The Nationals lost to the Marlins, 9-4.

The next day, Thursday, September 25, Bernanke again accepted some of Smith’s advice.

Presidential candidate Barack Obama had called opponent John McCain about issuing a joint set of principles, hoping that such an extraordinary move would help avoid a meltdown. McCain took the call, countering with a suggestion that the two suspend campaigning. Before Obama got back to him, McCain announced unilaterally that he was leaving the campaign trail and flying to Washington to help break the stalemate. The two candidates ended up at the White House Thursday afternoon with Bush and the bipartisan leadership of Congress.

The event turned into a PR disaster for everyone — a partisan free-for-all that tarnished the reputations of nearly everyone in the room. After the meeting disintegrated, Democrats caucused to consider whether to go before the
waiting cameras. Paulson walked in and begged them: “Don’t blow this up, please.” The Democrats shouted back that his fellow Republicans were the problem. In what became one of the most celebrated — though, alas, unphotographed — moments of Washington’s response to the Great Panic, Paulson dropped down to one knee, as if in prayer. “Hank,” said Pelosi, “I didn’t know you were Catholic.”

Wisely, Bernanke wasn’t there. He had taken Smith’s advice to stay away. And as Paulson went back to Capitol Hill to negotiate what eventually became the $700 billion Troubled Asset Relief Program (TARP), Bernanke stayed away. It was time to leave politics to the politicians.

Chapter 12

“SOCIALISM WITH AMERICAN
CHARACTERISTICS”

W
hile Congress bickered, the Four Musketeers were struggling to prevent the American financial system from going under.
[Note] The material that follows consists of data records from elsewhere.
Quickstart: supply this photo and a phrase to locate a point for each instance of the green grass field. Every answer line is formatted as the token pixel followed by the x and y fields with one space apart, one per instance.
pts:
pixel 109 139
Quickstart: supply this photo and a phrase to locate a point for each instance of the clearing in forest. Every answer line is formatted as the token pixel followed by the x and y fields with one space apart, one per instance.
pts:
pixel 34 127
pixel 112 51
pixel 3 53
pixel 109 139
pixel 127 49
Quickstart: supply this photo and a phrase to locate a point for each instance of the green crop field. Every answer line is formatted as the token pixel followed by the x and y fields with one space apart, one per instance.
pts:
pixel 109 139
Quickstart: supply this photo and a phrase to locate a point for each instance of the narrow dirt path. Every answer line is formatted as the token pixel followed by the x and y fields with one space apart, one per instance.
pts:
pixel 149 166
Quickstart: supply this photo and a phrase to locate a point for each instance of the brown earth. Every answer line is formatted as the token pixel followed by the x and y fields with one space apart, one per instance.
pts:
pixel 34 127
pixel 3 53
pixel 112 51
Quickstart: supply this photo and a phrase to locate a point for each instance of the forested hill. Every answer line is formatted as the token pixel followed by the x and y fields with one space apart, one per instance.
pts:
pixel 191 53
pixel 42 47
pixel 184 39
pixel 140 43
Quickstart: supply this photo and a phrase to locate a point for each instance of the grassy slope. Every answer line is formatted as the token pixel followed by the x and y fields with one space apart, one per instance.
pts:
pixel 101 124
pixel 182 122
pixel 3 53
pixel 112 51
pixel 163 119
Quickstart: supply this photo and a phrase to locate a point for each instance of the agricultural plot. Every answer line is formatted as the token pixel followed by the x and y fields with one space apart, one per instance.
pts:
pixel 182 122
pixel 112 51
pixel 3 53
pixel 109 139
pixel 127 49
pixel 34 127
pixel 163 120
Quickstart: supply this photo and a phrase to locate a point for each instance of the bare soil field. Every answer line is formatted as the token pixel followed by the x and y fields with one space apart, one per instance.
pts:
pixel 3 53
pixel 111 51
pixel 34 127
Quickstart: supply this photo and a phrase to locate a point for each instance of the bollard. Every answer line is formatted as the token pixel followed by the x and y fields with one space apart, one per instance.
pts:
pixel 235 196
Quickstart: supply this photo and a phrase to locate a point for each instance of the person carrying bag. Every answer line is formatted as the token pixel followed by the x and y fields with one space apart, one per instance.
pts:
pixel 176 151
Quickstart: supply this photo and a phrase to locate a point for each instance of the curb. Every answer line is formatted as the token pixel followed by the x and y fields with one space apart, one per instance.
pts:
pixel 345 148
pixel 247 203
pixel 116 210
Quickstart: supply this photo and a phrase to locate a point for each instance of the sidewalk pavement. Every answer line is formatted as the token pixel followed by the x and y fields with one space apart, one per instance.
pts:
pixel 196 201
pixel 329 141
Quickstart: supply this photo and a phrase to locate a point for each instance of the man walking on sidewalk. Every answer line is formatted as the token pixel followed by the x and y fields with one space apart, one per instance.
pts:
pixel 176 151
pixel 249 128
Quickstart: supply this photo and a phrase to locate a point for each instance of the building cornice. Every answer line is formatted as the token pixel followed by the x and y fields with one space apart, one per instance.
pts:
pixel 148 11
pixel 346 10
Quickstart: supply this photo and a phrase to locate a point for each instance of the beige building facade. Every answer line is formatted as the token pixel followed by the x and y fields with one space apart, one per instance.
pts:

With no master plan, the Fed — assisted by the Treasury and bank regulators — continued to administer emergency, experimental medicine to failing banks and desperate markets.
Whatever it takes
.

In a little more than a week in mid-September, the nation’s banking landscape had been radically transformed: Lehman had collapsed, and Bank of America had bought Merrill, leaving only two big investment banks — Morgan Stanley and Paulson’s Goldman Sachs. Then, on September 21, the Sunday following Lehman’s bankruptcy, the Fed turned these last two investment banks into bank-holding companies, a power granted by Congress that the Fed had used sparingly in the past. The change in legal status seemed a technicality to most people, and the news was overwhelmed by headlines about the chaos on Capitol Hill. But Morgan Stanley’s and Goldman Sachs’s makeover gave them the Fed’s public promise of protection and a permanent source of lending in a crisis — unlike the supposedly “temporary” lending access they had been granted post — Bear Stearns. In exchange, the companies had to submit to Fed oversight and limits on how much they could borrow. (Before the Great Panic was over, American Express and GMAC,
the auto-finance arm of General Motors, also would become bank-holding companies, further extending the Fed’s reach.)